Without the CWB controlling deliveries, it took widening basis levels to prevent more grain from reaching the system.
“If you have more grain than you have capacity, that basis is going to take a hit,” DePape says. “When you have twice as much grain coming at you as a grain buyer than you can possibly handle, who would ever pay more for it? The market worked as expected under the circumstances.”
No single cause
Mark Hemmes, president of Canada’s grain monitor Quorum Corporation, agrees that the single desk wouldn’t have made much difference given the severe weather in 2013-14 and noted the grain industry’s frustrations with rail service predate the CWB’s monopoly demise. A lack of co-ordination between railways and grain companies in getting grain to port remains an ongoing problem. Hemmes says removing the CWB is not the primary reason.

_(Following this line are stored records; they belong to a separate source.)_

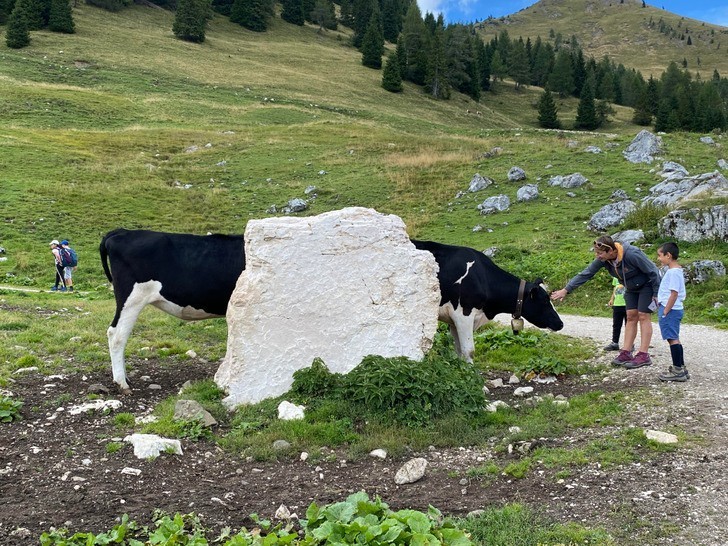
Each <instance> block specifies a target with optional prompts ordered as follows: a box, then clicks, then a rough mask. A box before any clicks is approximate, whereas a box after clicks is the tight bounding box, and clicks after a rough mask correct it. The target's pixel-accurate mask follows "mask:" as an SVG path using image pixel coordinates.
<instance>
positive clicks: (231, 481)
mask: <svg viewBox="0 0 728 546" xmlns="http://www.w3.org/2000/svg"><path fill="white" fill-rule="evenodd" d="M565 318H566V320H565V322H566V323H567V328H566V331H565V333H567V334H571V335H582V336H590V335H591V336H594V337H595V338H597V339H599V340H600V341H602V342H603V341H605V336H604V333H606V332H609V331H610V327H609V325H608V321H606V320H604V319H594V318H588V319H587V318H580V317H565ZM683 329H684V335H683V336H681V337H682V339H683V343H684V345H685V351H686V360H687V362H688V364H689V369H690V373H691V375H692V379H691V381H689V382H688V383H686V384H667V385H663V384H660V382H659V381H658V380H657V375H658V372H659V371H660V370H661V369H662V368H665V367H666V366H667V364H668V362H669V361H668V356H667V355H668V353H667V350H666V347H665V348H663V347H662V345H663V343H664V342H662V341H661V340H659V332H655V338H656V339H655V350H654V355H655V362H656V365H655V366H652V367H648V368H643V369H640V370H634V371H625V370H621V369H618V370H612V371H610V372H609V375H608V376H607V377H606V378H605V380H604V381H602V380H601V379H599V380H597V379H590V380H587V379H579V378H576V379H569V380H566V381H560V382H557V383H554V384H545V385H541V384H538V385H533V386H534V387H535V391H536V393H535V394H539V395H544V394H546V393H549V392H551V393H554V394H563V395H565V396H566V397H567V398H568V397H570V396H573V395H574V394H577V393H581V392H584V391H586V390H596V389H599V390H614V389H619V390H623V391H625V392H627V393H632V394H633V395H634V394H636V393H638V392H644V389H647V391H648V392H649V395H648V396H649V398H650V399H651V400H650V402H649V403H647V404H644V405H642V404H641V403H640V399H639V397H638V396H632V397H631V400H632V407H631V410H630V415H629V421H630V423H631V424H632V425H634V426H636V427H640V428H649V429H657V430H664V431H676V430H679V431H683V432H684V433H685V434H686V437H687V441H685V442H683V443H684V444H686V445H685V446H683V447H681V448H680V449H679V450H678V451H677V452H673V453H664V454H657V455H655V456H653V457H651V458H650V459H649V462H647V463H642V464H639V463H636V464H629V465H621V466H617V467H611V468H609V469H602V468H599V467H598V466H597V465H587V466H585V467H579V468H576V469H575V470H573V471H572V473H571V475H570V476H569V477H567V478H566V479H565V480H559V479H557V477H556V476H555V475H554V471H553V470H551V469H548V468H545V467H541V468H536V469H535V470H534V471H532V472H529V473H528V475H527V477H526V478H524V479H520V480H519V479H513V478H509V477H508V476H498V477H496V478H494V479H489V480H474V479H468V478H467V476H466V470H467V469H468V468H471V467H477V466H482V465H483V464H484V463H485V461H487V460H489V459H492V458H496V459H498V462H500V463H502V462H503V460H504V459H505V458H507V457H511V458H512V459H513V460H516V459H517V457H518V455H517V454H514V455H505V454H496V453H495V452H494V451H493V450H490V449H488V448H483V449H480V450H475V449H469V448H460V449H450V450H436V449H430V450H428V451H426V452H425V453H412V454H411V455H410V456H412V457H414V456H422V457H424V458H426V459H427V460H428V463H429V465H428V470H427V473H426V475H425V477H424V478H423V479H422V480H420V481H419V482H417V483H414V484H409V485H402V486H397V485H395V483H394V474H395V473H396V471H397V469H398V468H399V467H400V466H401V465H402V463H403V462H405V460H406V459H407V458H409V456H408V457H407V458H403V459H401V460H393V459H386V460H380V459H376V458H370V457H367V458H364V459H362V460H356V461H346V460H345V458H346V455H345V454H344V452H343V451H342V452H339V453H337V454H336V455H337V456H336V457H331V458H330V459H331V460H330V461H326V462H322V461H319V462H316V463H311V462H304V461H301V460H299V459H298V458H295V459H294V460H285V461H281V462H270V463H260V462H253V461H246V460H243V459H241V458H237V457H234V456H231V455H230V454H228V453H224V452H223V451H222V450H220V449H219V448H218V447H217V446H215V445H214V444H212V443H206V442H199V443H193V442H183V450H184V454H183V455H182V456H173V455H167V454H163V455H162V456H160V457H159V458H158V459H156V460H153V461H151V460H139V459H137V458H135V457H134V455H133V452H132V449H131V447H130V446H126V447H124V448H123V449H122V450H120V451H118V452H116V453H111V454H109V453H107V444H108V443H109V442H111V441H117V442H118V441H121V436H123V434H121V433H120V432H119V431H118V430H117V429H116V428H115V427H114V426H113V423H112V419H113V416H112V415H103V414H100V413H93V412H92V413H86V414H79V415H71V414H70V412H69V411H68V409H69V408H70V407H71V406H73V405H76V404H80V403H83V402H86V401H87V400H88V399H87V394H88V387H89V385H91V384H93V383H102V384H105V385H107V386H108V387H110V388H111V386H112V381H111V377H110V375H111V374H110V371H105V372H100V373H89V374H85V375H82V374H73V375H64V376H51V377H43V376H41V375H39V374H37V373H32V372H31V373H27V374H23V375H18V376H15V378H14V379H15V381H16V382H15V383H14V384H12V385H10V390H11V391H12V392H13V394H14V395H15V397H17V398H18V399H22V400H23V401H24V403H25V405H24V406H23V408H22V415H23V419H22V420H20V421H16V422H13V423H10V424H2V425H0V432H1V433H2V436H1V437H0V544H2V545H18V546H22V545H25V544H38V536H39V535H40V533H41V532H42V531H44V530H48V529H49V528H50V527H52V526H56V527H60V526H65V527H68V528H70V529H73V530H78V531H80V530H84V531H102V530H106V529H109V528H111V527H113V526H114V525H115V523H116V518H117V517H118V516H120V515H121V514H123V513H128V514H129V515H130V517H131V518H132V519H135V520H137V521H138V522H140V523H149V522H150V517H151V511H152V509H154V508H161V509H163V510H166V511H168V512H172V513H173V512H177V511H179V512H185V513H186V512H192V511H194V512H196V513H198V514H200V515H201V516H202V518H203V521H204V522H205V523H206V524H207V525H209V526H211V527H214V528H217V527H222V526H231V527H233V528H239V527H240V526H241V525H249V523H250V522H249V520H247V519H246V518H247V516H248V515H249V514H251V513H258V514H260V515H261V516H266V517H272V516H273V514H274V513H275V511H276V510H277V509H278V507H279V506H280V505H281V504H284V505H286V506H287V507H288V508H289V510H290V511H291V513H298V514H299V515H303V513H304V512H305V510H306V507H307V506H308V505H309V504H310V503H311V502H312V501H314V500H315V501H316V502H318V503H319V504H322V503H328V502H333V501H337V500H341V499H343V498H344V497H345V496H346V495H348V494H349V493H352V492H355V491H358V490H362V489H363V490H366V491H367V492H368V493H369V494H370V496H372V495H380V496H381V497H382V499H383V500H384V501H385V502H387V503H388V504H389V505H390V506H391V507H392V508H394V509H398V508H416V509H426V508H427V506H428V505H429V504H432V505H433V506H436V507H437V508H439V509H441V510H442V511H443V512H444V513H447V514H457V515H465V514H467V513H468V512H470V511H472V510H476V509H479V508H484V507H488V506H493V505H501V504H502V503H505V502H521V503H525V504H528V505H529V506H532V507H534V508H535V509H537V510H539V511H541V512H543V513H545V514H547V515H548V516H550V517H552V518H553V519H554V520H556V521H561V522H568V521H574V522H578V523H581V524H584V525H587V526H604V527H606V528H607V529H608V530H609V531H610V532H612V533H613V534H615V536H617V537H618V538H619V541H620V543H622V544H695V545H698V544H704V545H724V544H727V543H728V542H727V540H728V539H726V538H725V537H727V536H728V516H726V515H725V510H724V509H723V507H724V506H726V504H728V502H727V501H728V487H727V486H726V478H725V474H726V472H725V469H726V447H728V445H727V444H728V439H727V435H726V419H728V415H727V413H728V412H727V410H726V407H725V402H726V398H728V396H726V391H725V384H726V382H725V380H726V376H727V375H728V369H727V368H728V366H727V364H728V356H727V355H728V348H727V347H726V344H728V333H726V332H725V331H723V332H720V331H717V330H714V329H711V328H706V327H699V326H683ZM664 345H665V346H666V344H664ZM611 356H613V353H609V354H608V355H604V356H600V359H601V360H603V361H604V362H607V360H608V358H611ZM131 363H132V365H133V366H134V367H135V368H136V369H137V370H138V375H137V377H136V382H135V387H136V388H135V389H134V391H133V393H132V394H131V395H129V396H127V397H123V398H120V399H121V400H122V402H123V407H122V408H121V409H120V410H118V411H126V412H132V413H134V414H135V415H136V416H137V417H138V416H142V415H145V414H148V413H149V412H150V411H151V410H152V408H153V407H154V406H155V404H157V403H158V402H159V401H160V400H162V399H163V398H166V397H168V396H170V395H172V394H175V393H176V392H178V390H179V388H180V387H181V386H182V384H183V383H184V382H185V381H187V380H189V379H193V380H195V379H201V378H205V377H210V376H211V375H213V374H214V371H215V365H213V364H206V363H203V362H199V361H192V362H191V363H184V364H180V365H179V366H169V365H168V364H165V365H162V364H161V363H160V362H157V361H154V360H150V361H148V362H139V361H134V360H133V359H132V360H131ZM142 374H144V375H146V376H149V379H148V380H142V379H141V378H140V377H139V376H141V375H142ZM506 379H507V378H506ZM150 384H156V385H159V386H161V389H159V390H152V389H149V385H150ZM512 391H513V388H512V387H505V388H502V389H492V390H491V392H492V397H493V398H500V399H504V400H506V401H508V402H509V403H518V402H519V401H521V402H522V400H520V399H515V398H514V397H513V393H512ZM107 398H115V397H114V396H110V395H109V396H107ZM654 400H658V403H657V404H655V403H654ZM660 401H662V402H663V403H661V402H660ZM59 408H63V410H59ZM614 432H615V431H614V430H611V429H609V428H608V427H605V428H602V429H599V430H595V431H589V432H588V433H583V432H579V433H578V435H576V436H574V437H569V438H546V439H534V440H538V441H539V442H541V443H546V444H548V445H555V446H570V445H573V446H579V445H583V444H584V443H585V442H586V441H588V440H592V439H594V437H595V436H596V435H599V436H605V437H609V436H610V435H611V434H613V433H614ZM516 447H517V446H516ZM516 453H517V450H516ZM125 467H132V468H135V469H139V470H141V474H140V475H139V476H134V475H127V474H123V473H122V472H121V471H122V469H124V468H125Z"/></svg>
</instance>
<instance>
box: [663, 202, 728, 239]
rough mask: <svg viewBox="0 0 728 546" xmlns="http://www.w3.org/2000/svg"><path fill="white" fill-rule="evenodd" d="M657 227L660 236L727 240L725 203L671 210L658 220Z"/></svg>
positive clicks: (726, 215) (727, 212) (727, 238)
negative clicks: (659, 221) (658, 221)
mask: <svg viewBox="0 0 728 546" xmlns="http://www.w3.org/2000/svg"><path fill="white" fill-rule="evenodd" d="M659 228H660V234H661V235H662V236H664V237H673V238H675V239H678V240H680V241H688V242H695V241H700V240H702V239H718V240H719V241H728V210H727V209H726V206H725V205H715V206H713V207H710V208H708V209H680V210H673V211H672V212H670V213H668V215H667V216H665V217H664V218H662V219H661V220H660V225H659Z"/></svg>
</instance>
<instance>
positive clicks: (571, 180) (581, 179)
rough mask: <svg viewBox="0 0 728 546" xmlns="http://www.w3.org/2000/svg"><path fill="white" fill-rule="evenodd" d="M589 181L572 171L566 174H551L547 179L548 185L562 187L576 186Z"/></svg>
mask: <svg viewBox="0 0 728 546" xmlns="http://www.w3.org/2000/svg"><path fill="white" fill-rule="evenodd" d="M587 182H589V179H587V178H586V177H585V176H584V175H583V174H581V173H574V174H569V175H566V176H553V177H551V178H550V179H549V186H561V187H562V188H578V187H579V186H583V185H584V184H586V183H587Z"/></svg>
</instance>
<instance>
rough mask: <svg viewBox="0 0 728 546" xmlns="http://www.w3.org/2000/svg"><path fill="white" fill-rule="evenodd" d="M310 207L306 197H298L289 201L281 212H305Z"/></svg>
mask: <svg viewBox="0 0 728 546" xmlns="http://www.w3.org/2000/svg"><path fill="white" fill-rule="evenodd" d="M307 208H308V203H307V202H306V201H305V200H304V199H299V198H298V197H296V198H294V199H291V200H289V201H288V204H287V205H286V206H285V207H283V209H282V210H281V212H283V214H291V213H292V212H303V211H304V210H306V209H307Z"/></svg>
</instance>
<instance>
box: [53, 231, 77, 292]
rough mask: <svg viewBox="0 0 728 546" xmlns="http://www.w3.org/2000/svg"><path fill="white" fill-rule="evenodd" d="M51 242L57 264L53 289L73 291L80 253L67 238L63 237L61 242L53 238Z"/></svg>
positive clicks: (70, 291) (53, 291)
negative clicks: (73, 286) (74, 273)
mask: <svg viewBox="0 0 728 546" xmlns="http://www.w3.org/2000/svg"><path fill="white" fill-rule="evenodd" d="M50 244H51V252H53V259H54V260H55V265H56V282H55V284H54V285H53V286H52V287H51V291H52V292H55V291H59V292H73V271H74V270H75V269H76V266H77V265H78V255H77V254H76V251H75V250H73V249H72V248H71V247H70V244H69V242H68V240H67V239H63V241H61V242H60V243H59V242H58V241H57V240H56V239H53V240H52V241H51V243H50ZM61 284H62V286H60V285H61Z"/></svg>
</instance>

“I think it’s more a case of where you get this push-pull between the railways’ desire to optimize their asset utilization and increase their profitability,” Hemmes says. “I don’t know what the solution is, but trying to find a singular cause in this situation is not as cut and dried as some people would like to make it.”
The CWB at one time handled 60 per cent of all movement, and now it’s spread between 20-odd grain companies vying for export markets. Hemmes says he’s impressed with how well they’ve handled things without having the market clout of the CWB. There had been fears that grain companies would all jam the system after harvest.
And that’s not what’s happened, Hemmes says. “The flow of traffic over the last three years really hasn’t changed remarkably, and the same challenges exist in the couple of weeks that lead up before Christmas to well into March, where railways’ ability to offer capacity is diminished.”
Weather is a major element in that, but railways need to come up with a way to recover better, he says. “What happened in ’13-14 is a really great example of that. The way that whole thing manifested itself, there were a couple of derailments, and then all of a sudden it gets cold — in Canada we always expect it’s going to get cold, but nobody expected it to go to -30 for six weeks straight — and that crippled them. And what compounded it was they couldn’t dig themselves out of it.”
Hemmes says that a couple of decades back, the railways did have more surge capacity and recovery capability, but the pressures of stock market performance increased their focus on quarterly results over long-term thinking.
Says Hemmes: “They’re answerable to their shareholders, not to shippers, especially in a marketplace where there’s virtually no competition.”
Western Canadian Wheat Growers Association executive director Blair Rutter dismisses calls for a central co-ordinator. He advocates a contract system between shippers and railways that would include penalty clauses for non-performance.
“We had a centrally planned system and part of that was the control of transportation by the wheat board. When you move away from that, you need something to replace it, and you could go the option of a central planner. But a preferred option is a contractually based system where it’s through contracts you get performance assurance,” Rutter says.
There have been some positive developments post-single desk.
One is increased utilization rates in the country as it’s now grain companies that are responsible for optimizing space utilization. A central planner determining space and handling allocation for hundreds of different facilities can’t ever be as efficient as individuals focused on turning their own elevators at the best rate possible.
“The same thing applies at the terminals as at the ports. Those guys, now that they have total control of everything that goes through there, they do a phenomenally good job. And those terminals have become more efficient as a result,” Hemmes says.
The CWB may have been very good at consolidating loads at port, but the grain companies are getting better, Hemmes says.
“Now, each one of the grain companies is responsible to load one vessel as opposed to having five terminals loading one vessel. Depending on the commodity and the time of year, these guys do trade position. It’s in their best interest to look for ways to consolidate.”
Another change is some shipping agents are booking individual holds instead of an entire vessel.
“So you can buy two holds out of a six hold ship, for instance. The consolidation role has in some instances shifted away from the CWB and it’s now the shipping agents. They’ll charge a little bit of a premium on it, but it makes it a lot more efficient,” Hemmes says.